Toute personne actuellement en détention préventive ou purgeant une peine de prison pour avoir exprimé une opinion concernant l’état de siège au Nord-Kivu et en Ituri devrait être immédiatement remise en liberté et les chefs d’accusation abandonnés, a déclaré Human Rights Watch.
Aux termes du Pacte international des Nations Unies relatif aux droits civils et politiques (PIDCP), certains droits peuvent être suspendus sous un régime d’urgence tel que l’état de siège, « dans la stricte mesure où la situation l’exige », et dans un contexte légal, nécessaire et proportionné. Human Rights Watch est gravement préoccupé du fait que l’état de siège décrété dans cette région de la RD Congo permette l’imposition de restrictions excessivement générales et aux contours vagues, allant au-delà de celles qui sont autorisées par le PIDCP et qui menacent les droits fondamentaux aux libertés d’expression, de rassemblement pacifique et de réunion.
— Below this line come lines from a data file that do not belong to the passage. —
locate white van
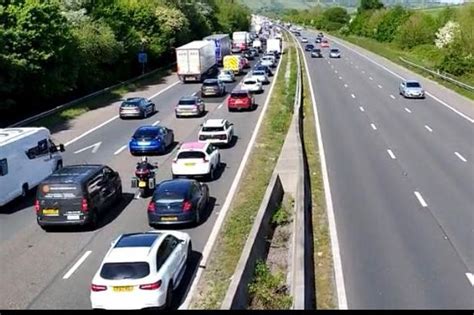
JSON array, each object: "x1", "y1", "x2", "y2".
[{"x1": 0, "y1": 127, "x2": 65, "y2": 207}]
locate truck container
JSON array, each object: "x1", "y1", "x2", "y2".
[
  {"x1": 203, "y1": 34, "x2": 231, "y2": 66},
  {"x1": 176, "y1": 40, "x2": 217, "y2": 83},
  {"x1": 266, "y1": 38, "x2": 281, "y2": 55},
  {"x1": 232, "y1": 31, "x2": 250, "y2": 51}
]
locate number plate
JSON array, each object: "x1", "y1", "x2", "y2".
[
  {"x1": 138, "y1": 181, "x2": 147, "y2": 188},
  {"x1": 67, "y1": 215, "x2": 80, "y2": 220},
  {"x1": 185, "y1": 162, "x2": 195, "y2": 167},
  {"x1": 42, "y1": 209, "x2": 59, "y2": 216},
  {"x1": 161, "y1": 217, "x2": 178, "y2": 221},
  {"x1": 112, "y1": 286, "x2": 134, "y2": 292},
  {"x1": 138, "y1": 142, "x2": 150, "y2": 146}
]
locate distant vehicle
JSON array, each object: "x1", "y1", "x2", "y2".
[
  {"x1": 311, "y1": 48, "x2": 323, "y2": 58},
  {"x1": 175, "y1": 96, "x2": 206, "y2": 118},
  {"x1": 90, "y1": 230, "x2": 192, "y2": 309},
  {"x1": 171, "y1": 142, "x2": 221, "y2": 180},
  {"x1": 228, "y1": 89, "x2": 256, "y2": 112},
  {"x1": 232, "y1": 31, "x2": 251, "y2": 51},
  {"x1": 198, "y1": 119, "x2": 234, "y2": 146},
  {"x1": 176, "y1": 40, "x2": 217, "y2": 83},
  {"x1": 329, "y1": 48, "x2": 341, "y2": 58},
  {"x1": 252, "y1": 39, "x2": 262, "y2": 52},
  {"x1": 129, "y1": 126, "x2": 175, "y2": 156},
  {"x1": 399, "y1": 80, "x2": 425, "y2": 99},
  {"x1": 242, "y1": 50, "x2": 254, "y2": 61},
  {"x1": 294, "y1": 31, "x2": 301, "y2": 36},
  {"x1": 321, "y1": 39, "x2": 330, "y2": 48},
  {"x1": 119, "y1": 97, "x2": 155, "y2": 119},
  {"x1": 315, "y1": 37, "x2": 322, "y2": 44},
  {"x1": 248, "y1": 48, "x2": 259, "y2": 58},
  {"x1": 317, "y1": 32, "x2": 324, "y2": 38},
  {"x1": 36, "y1": 164, "x2": 122, "y2": 230},
  {"x1": 241, "y1": 78, "x2": 263, "y2": 94},
  {"x1": 254, "y1": 64, "x2": 273, "y2": 77},
  {"x1": 201, "y1": 79, "x2": 226, "y2": 97},
  {"x1": 301, "y1": 37, "x2": 308, "y2": 43},
  {"x1": 305, "y1": 44, "x2": 315, "y2": 52},
  {"x1": 260, "y1": 55, "x2": 275, "y2": 68},
  {"x1": 266, "y1": 38, "x2": 281, "y2": 55},
  {"x1": 223, "y1": 55, "x2": 244, "y2": 75},
  {"x1": 0, "y1": 127, "x2": 65, "y2": 207},
  {"x1": 148, "y1": 179, "x2": 209, "y2": 226},
  {"x1": 203, "y1": 34, "x2": 231, "y2": 66},
  {"x1": 217, "y1": 69, "x2": 236, "y2": 83},
  {"x1": 241, "y1": 57, "x2": 251, "y2": 69},
  {"x1": 250, "y1": 70, "x2": 270, "y2": 84}
]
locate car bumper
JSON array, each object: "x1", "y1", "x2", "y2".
[
  {"x1": 148, "y1": 212, "x2": 197, "y2": 225},
  {"x1": 37, "y1": 214, "x2": 90, "y2": 226},
  {"x1": 406, "y1": 93, "x2": 425, "y2": 98},
  {"x1": 198, "y1": 138, "x2": 229, "y2": 145},
  {"x1": 91, "y1": 290, "x2": 166, "y2": 310},
  {"x1": 120, "y1": 111, "x2": 142, "y2": 117},
  {"x1": 172, "y1": 164, "x2": 210, "y2": 176},
  {"x1": 228, "y1": 102, "x2": 251, "y2": 110},
  {"x1": 129, "y1": 144, "x2": 164, "y2": 154},
  {"x1": 176, "y1": 109, "x2": 200, "y2": 116},
  {"x1": 201, "y1": 90, "x2": 221, "y2": 96}
]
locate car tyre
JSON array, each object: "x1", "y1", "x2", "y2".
[
  {"x1": 115, "y1": 185, "x2": 123, "y2": 203},
  {"x1": 56, "y1": 160, "x2": 63, "y2": 171},
  {"x1": 21, "y1": 184, "x2": 29, "y2": 198},
  {"x1": 89, "y1": 209, "x2": 99, "y2": 230},
  {"x1": 187, "y1": 241, "x2": 193, "y2": 263},
  {"x1": 165, "y1": 282, "x2": 173, "y2": 309}
]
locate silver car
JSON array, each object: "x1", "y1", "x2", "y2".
[
  {"x1": 218, "y1": 70, "x2": 235, "y2": 83},
  {"x1": 175, "y1": 96, "x2": 206, "y2": 118},
  {"x1": 250, "y1": 70, "x2": 270, "y2": 84},
  {"x1": 399, "y1": 80, "x2": 425, "y2": 99},
  {"x1": 119, "y1": 97, "x2": 155, "y2": 119},
  {"x1": 329, "y1": 48, "x2": 341, "y2": 58}
]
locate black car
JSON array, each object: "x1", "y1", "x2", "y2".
[
  {"x1": 254, "y1": 64, "x2": 274, "y2": 77},
  {"x1": 249, "y1": 48, "x2": 259, "y2": 58},
  {"x1": 201, "y1": 79, "x2": 226, "y2": 97},
  {"x1": 242, "y1": 50, "x2": 255, "y2": 61},
  {"x1": 305, "y1": 44, "x2": 315, "y2": 51},
  {"x1": 311, "y1": 48, "x2": 323, "y2": 58},
  {"x1": 119, "y1": 97, "x2": 155, "y2": 119},
  {"x1": 36, "y1": 165, "x2": 122, "y2": 230},
  {"x1": 315, "y1": 37, "x2": 321, "y2": 44},
  {"x1": 147, "y1": 179, "x2": 209, "y2": 226}
]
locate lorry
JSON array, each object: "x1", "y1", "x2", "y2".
[
  {"x1": 232, "y1": 31, "x2": 250, "y2": 52},
  {"x1": 176, "y1": 40, "x2": 217, "y2": 83},
  {"x1": 266, "y1": 38, "x2": 282, "y2": 55},
  {"x1": 223, "y1": 55, "x2": 243, "y2": 75},
  {"x1": 0, "y1": 127, "x2": 65, "y2": 207},
  {"x1": 203, "y1": 34, "x2": 231, "y2": 66}
]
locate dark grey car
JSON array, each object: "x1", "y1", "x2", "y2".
[
  {"x1": 119, "y1": 97, "x2": 155, "y2": 119},
  {"x1": 201, "y1": 79, "x2": 226, "y2": 97}
]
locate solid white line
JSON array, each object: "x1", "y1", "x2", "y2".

Tant que l’état de siège est en place, tous les actes qui ne sont pas conformes aux normes de suspension des droits énoncées dans le PIDCP devraient être annulés ou révisés sans tarder. La RD Congo devrait également reconnaître qu’elle demeure tenue de respecter tous les articles de la Charte africaine des droits de l’homme et des peuples, qui ne contient pas de dispositions prévoyant des dérogations. Les personnes qui ont été arrêtées arbitrairement et détenues en vertu des dispositions de l’état de siège, ou ont subi d’une autre manière des violations de leurs droits humains, devraient recevoir compensation, notamment une prompte remise en liberté et des indemnités appropriées.